This is my personal opinion (but one shared by many people if you read back the threads on this subject)

Ancestry's DNA test (and other companies tests) do not tell you your ethnic ancestry. What they do is compare your results with their sample populations. There are two problems with this in that some of the sample populations are very small (in single digits) and how do they know they represent the ethnicities they claim there is just not the proof for it.
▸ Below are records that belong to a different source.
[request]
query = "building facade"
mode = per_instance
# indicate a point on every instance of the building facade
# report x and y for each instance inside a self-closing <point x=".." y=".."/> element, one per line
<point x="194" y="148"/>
Also different companies have different sample populations so testing the same DNA at different companies can give quite different results. Perhaps as a way of seeing this happen you could upload the results to Gedmatch.com which has several different analysis tools and see the different results you get.

Also from time to time the companies reclassify what the ethnicities are and so you can suddenly go from being 33% Scandinavian to 16% Scandinavian as happened in my case. How does that happen if their results are reliable?

No in truth the tests are just a bit of fun, they are not robust and are subject to change as intrepretations are reclassified and the "science" improves.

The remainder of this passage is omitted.